Il nuovo film di Valeria Golino, con Riccardo Scamarcio e Valerio Mastandrea e la partecipazione di Jasmine Trinca (la quale, dai titoli di testa, si evince essere un produttore associato) ed Isabella Ferrari.

È arduo riuscire a trovare le parole giuste per descrivere il secondo lungometraggio di Valeria Golino, regista.
Miele ed Euforia hanno pochi punti in comune, ad eccezione del modo di raccontare le fragilità di individui apparentemente infrangibili, fortunati e vitali, caratteristica della regista stessa, e del loro rapporto con la morte.

Per l’attrice partenopea l’Euforia è Matteo (Riccardo Scamarcio) e questo si evince già dalla prima scena del film. Pensiamoci. Chi può raccontare meglio l’euforia con gli occhi di un uomo che ha amato per tanti anni, se non la donna di quest’uomo? Ed è probabile che, se l’amore resta, quanto più si posa il ricordo, tanto più negli occhi dell’amato si intraveda un pò di quella euforia?

Credo di si; nonostante in un’intervista Scamarcio abbia raccontato che il ruolo non fosse suo sin dall’inizio e che, con un atteggiamento tipicamente femminile (e quindi assai verosimile), Valeria Golino abbia aspettato che il ruolo di Matteo si riflettesse nello specchio dell’attore andriese, senza imposizioni.
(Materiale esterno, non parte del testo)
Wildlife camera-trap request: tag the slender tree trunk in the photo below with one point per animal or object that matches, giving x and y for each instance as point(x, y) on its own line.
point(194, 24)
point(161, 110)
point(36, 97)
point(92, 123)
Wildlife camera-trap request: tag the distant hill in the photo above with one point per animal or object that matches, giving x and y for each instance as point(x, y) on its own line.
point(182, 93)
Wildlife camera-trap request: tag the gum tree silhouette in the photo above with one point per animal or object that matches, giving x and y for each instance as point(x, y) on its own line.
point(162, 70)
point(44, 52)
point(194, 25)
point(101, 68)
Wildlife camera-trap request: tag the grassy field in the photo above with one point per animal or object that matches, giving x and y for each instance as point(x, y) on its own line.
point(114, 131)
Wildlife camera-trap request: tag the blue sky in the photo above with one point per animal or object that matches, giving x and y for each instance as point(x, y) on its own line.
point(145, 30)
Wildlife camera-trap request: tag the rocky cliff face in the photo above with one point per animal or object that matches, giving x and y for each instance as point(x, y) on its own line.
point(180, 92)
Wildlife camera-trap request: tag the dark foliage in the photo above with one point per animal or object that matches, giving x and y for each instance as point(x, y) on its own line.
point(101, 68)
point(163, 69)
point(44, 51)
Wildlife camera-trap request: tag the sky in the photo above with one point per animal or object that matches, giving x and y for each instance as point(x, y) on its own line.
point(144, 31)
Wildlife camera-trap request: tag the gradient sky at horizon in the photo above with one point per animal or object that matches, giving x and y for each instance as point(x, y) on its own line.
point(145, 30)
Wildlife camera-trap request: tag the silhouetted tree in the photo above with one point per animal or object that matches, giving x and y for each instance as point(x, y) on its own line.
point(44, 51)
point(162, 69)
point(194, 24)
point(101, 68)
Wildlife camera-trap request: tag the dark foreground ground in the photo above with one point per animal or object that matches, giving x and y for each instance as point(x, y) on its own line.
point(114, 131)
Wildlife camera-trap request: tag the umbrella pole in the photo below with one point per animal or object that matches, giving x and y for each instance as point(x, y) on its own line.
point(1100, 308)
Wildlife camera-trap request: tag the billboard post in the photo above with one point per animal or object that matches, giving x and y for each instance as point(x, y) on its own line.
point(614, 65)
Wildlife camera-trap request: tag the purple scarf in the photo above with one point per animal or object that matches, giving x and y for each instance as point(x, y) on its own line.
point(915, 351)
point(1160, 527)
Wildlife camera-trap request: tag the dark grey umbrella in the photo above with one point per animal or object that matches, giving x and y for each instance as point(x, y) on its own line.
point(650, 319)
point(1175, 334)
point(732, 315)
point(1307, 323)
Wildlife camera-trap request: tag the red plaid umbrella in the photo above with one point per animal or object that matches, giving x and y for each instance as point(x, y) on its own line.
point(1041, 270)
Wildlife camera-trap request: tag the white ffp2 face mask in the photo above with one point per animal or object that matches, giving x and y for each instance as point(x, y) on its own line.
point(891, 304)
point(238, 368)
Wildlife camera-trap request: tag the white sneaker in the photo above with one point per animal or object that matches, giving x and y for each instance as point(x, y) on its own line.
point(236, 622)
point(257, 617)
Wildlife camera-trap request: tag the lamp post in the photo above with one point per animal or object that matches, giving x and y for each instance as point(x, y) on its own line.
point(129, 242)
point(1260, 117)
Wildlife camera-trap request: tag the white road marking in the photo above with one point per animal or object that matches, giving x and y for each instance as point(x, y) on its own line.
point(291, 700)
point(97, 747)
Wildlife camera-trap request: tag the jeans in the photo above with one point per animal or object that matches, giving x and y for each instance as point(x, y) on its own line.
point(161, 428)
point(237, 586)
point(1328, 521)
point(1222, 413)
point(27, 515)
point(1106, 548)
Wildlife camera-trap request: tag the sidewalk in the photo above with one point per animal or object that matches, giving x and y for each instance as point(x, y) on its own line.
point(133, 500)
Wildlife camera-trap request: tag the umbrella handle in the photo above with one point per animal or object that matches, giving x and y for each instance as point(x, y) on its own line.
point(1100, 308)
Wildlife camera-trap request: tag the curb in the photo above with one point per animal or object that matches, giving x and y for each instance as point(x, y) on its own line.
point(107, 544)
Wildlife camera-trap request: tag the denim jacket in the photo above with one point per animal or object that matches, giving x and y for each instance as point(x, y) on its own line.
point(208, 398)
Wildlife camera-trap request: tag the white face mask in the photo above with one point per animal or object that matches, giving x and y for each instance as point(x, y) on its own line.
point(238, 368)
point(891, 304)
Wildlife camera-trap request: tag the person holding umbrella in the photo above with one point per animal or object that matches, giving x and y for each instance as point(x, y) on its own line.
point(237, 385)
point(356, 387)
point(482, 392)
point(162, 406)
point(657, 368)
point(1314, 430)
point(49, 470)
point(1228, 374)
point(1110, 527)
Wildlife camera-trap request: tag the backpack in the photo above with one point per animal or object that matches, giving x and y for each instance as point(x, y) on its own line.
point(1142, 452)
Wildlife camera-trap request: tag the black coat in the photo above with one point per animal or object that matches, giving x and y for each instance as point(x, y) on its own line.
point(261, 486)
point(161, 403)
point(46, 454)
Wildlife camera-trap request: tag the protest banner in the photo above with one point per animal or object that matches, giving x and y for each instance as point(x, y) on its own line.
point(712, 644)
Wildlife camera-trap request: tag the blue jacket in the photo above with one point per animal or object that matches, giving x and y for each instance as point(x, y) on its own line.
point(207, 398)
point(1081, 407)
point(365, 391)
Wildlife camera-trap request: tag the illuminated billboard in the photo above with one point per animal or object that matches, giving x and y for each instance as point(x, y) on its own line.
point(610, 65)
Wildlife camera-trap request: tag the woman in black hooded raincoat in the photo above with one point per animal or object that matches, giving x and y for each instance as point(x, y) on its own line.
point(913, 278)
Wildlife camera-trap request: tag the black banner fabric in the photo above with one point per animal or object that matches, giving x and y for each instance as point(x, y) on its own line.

Personalmente ci credo poco.

In ogni caso, la scelta non stride con il risultato del film, anzi lo riporta – assieme alla mente che l’ha partorito – in un’orbita assolutamente umana. 

Già dai titoli di testa si comprende quanto Euforia strizzi l’occhio al grande cinema italiano: la prima inquadratura è un piano sequenza con musica lirica in sottofondo. A me fa pensare a tanti film italiani. Poi piani strettissimi che quasi disorientano se si è seduti nelle prime file, la narrazione parte e lo spettatore si immerge nel mare della storia.

Si immerge, sì, perché per la regista “l’euforia è quella sensazione bella e pericolosa che coglie i subacquei a grandi profondità: sentirsi pienamente felici e totalmente liberi. È la sensazione a cui deve seguire l’immediata decisione della risalita prima che sia troppo tardi, prima di perdersi per sempre in profondità.”

Sensazione che conosce bene Ettore (Valerio Mastandrea) e che invece non vuol conoscere Matteo, preso com è dal frastuono della sua vita. Questi cerca, usando la legge dell’attrazione, di plasmare a sua immagine e somiglianza il fratello Ettore, completamente altro rispetto a lui. 

Lo spettatore, senza alcuna fatica, si immerge nel vortice delle loro vite e riesce a non schierarsi, a non patteggiare per nessuno dei due, restando incantato e testimone consapevole dell’intensità di un rapporto mai decollato. Per la serie meglio tardi che mai.

Vi è di più. I due protagonisti sono bravissimi a portare sul grande schermo il legame di sangue, più forte di ogni bieco rifiuto mentale.

 

Ci andiamo a far benedire con l’aereo privato.

Embè? Chi lo sa?

La Madonna! Lei sente e vede tutto…

Allora vedi che ci credi?

Naturalmente la trama del film è altra cosa, segue una logica talvolta prevedibile e mai costruita. Tutto è naturale, tutto è ciò che si vede. Istinti, pulsioni, reazioni.

I fanatici del lieto fine e della ciclicità delle storie resteranno delusi perché Valeria Golino non costruisce l’euforia linearmente ma sorprendentemente, come è la vita.

La regista napoletana parte da un assunto: se la bellezza salverà il mondo, l’euforia può salvare un essere umano.

Un film che riesce a smuovere l’imperscrutabilità di spettatori angosciati dalla propria concezione del tema portante della storia, la consapevolezza che le cose finiscano.

È vero, può sembrare molto malinconica, in realtà è un’opera euforica e piena di vita. Vera. Come lo sono le inquadrature che indagano i dettagli del volto di Matteo, Ettore, Elena e di quelli che incontrano nella loro vita.

Valeria Golino, dunque, ha la capacità di unire due diversità fisiche ed attoriali che si intonano in maniera esemplare. Come accostare nero e blu. C’è a chi non piace. Questione di gusti.